Abstract
Automatically describing open-domain videos with natural language are attracting increasing interest in the field of
artificial intelligence. Most existing methods simply borrow
ideas from image captioning and obtain a compact video
representation from an ensemble of global image feature
before feeding to an RNN decoder which outputs a sentence of variable length. However, it is not only arduous
for the generator to focus on specific salient objects at different time given the global video representation, it is more
formidable to capture the fine-grained motion information
and the relation between moving instances for more subtle linguistic descriptions. In this paper, we propose a Trajectory Structured Attentional Encoder-Decoder (TSA-ED)

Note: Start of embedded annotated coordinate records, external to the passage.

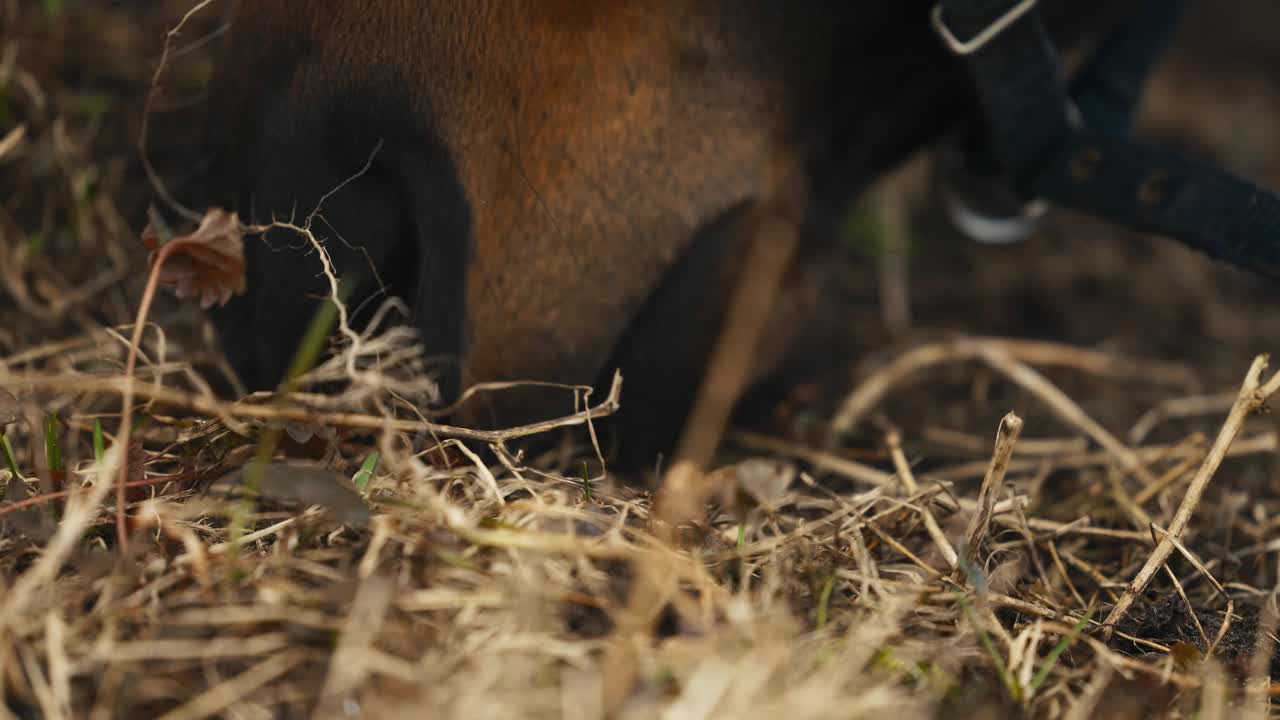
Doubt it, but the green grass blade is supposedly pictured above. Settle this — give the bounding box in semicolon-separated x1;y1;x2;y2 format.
0;436;22;478
1029;607;1093;693
351;450;381;495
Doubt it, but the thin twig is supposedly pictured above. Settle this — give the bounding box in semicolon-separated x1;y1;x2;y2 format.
1102;355;1280;638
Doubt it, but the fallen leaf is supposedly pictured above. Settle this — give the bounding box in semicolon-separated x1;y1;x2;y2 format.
247;462;370;528
142;208;244;309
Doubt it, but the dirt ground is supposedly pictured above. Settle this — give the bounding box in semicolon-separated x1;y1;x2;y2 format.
0;0;1280;719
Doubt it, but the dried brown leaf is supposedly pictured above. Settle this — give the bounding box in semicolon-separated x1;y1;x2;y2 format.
247;462;370;528
142;208;244;309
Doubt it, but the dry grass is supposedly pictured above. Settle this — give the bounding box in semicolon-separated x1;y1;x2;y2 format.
0;0;1280;720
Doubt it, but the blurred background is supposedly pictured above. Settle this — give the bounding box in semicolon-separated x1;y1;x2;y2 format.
0;0;1280;443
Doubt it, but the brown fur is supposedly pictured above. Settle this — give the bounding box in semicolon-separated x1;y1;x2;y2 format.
209;0;1141;456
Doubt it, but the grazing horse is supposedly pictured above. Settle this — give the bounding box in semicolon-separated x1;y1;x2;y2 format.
204;0;1162;458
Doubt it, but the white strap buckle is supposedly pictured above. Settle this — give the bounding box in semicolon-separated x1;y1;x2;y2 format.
929;0;1038;55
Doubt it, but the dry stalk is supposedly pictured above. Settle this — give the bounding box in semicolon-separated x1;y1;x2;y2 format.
1102;355;1280;638
952;413;1023;571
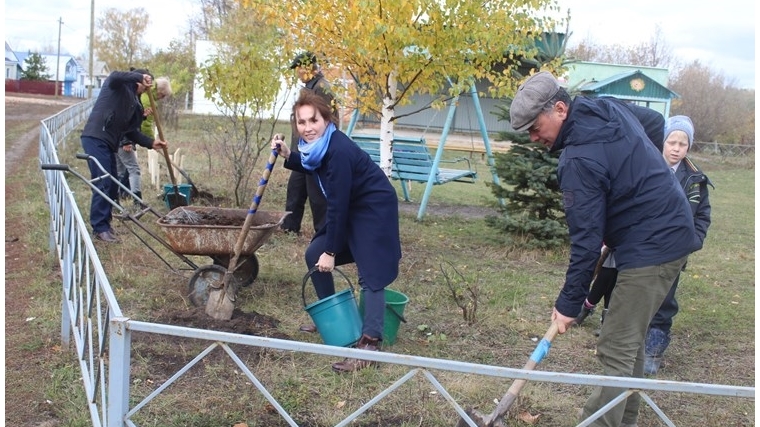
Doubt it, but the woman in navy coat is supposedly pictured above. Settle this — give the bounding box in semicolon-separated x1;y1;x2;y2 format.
272;91;401;372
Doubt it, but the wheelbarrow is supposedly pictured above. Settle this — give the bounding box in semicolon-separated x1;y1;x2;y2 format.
40;153;290;306
157;206;290;307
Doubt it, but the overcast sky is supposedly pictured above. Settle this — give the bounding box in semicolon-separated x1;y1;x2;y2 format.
559;0;756;89
5;0;756;88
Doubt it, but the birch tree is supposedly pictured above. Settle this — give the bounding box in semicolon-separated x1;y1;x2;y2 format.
240;0;559;176
95;7;151;71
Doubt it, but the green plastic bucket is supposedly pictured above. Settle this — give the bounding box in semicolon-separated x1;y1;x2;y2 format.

neural network framework for more elaborate video captioning which works by integrating local spatial-temporal
representation at trajectory level through structured attention mechanism. Our proposed method is based on a LSTMbased encoder-decoder framework, which incorporates an
attention modeling scheme to adaptively learn the correlation between sentence structure and the moving objects
in videos, and consequently generates more accurate and
meticulous statement description in the decoding stage. Experimental results demonstrate that the feature representation and structured attention mechanism based on the trajectory cluster can efficiently obtain the local motion information in the video to help generate a more fine-grained
video description, and achieve the state-of-the-art performance on the well-known Charades and MSVD datasets.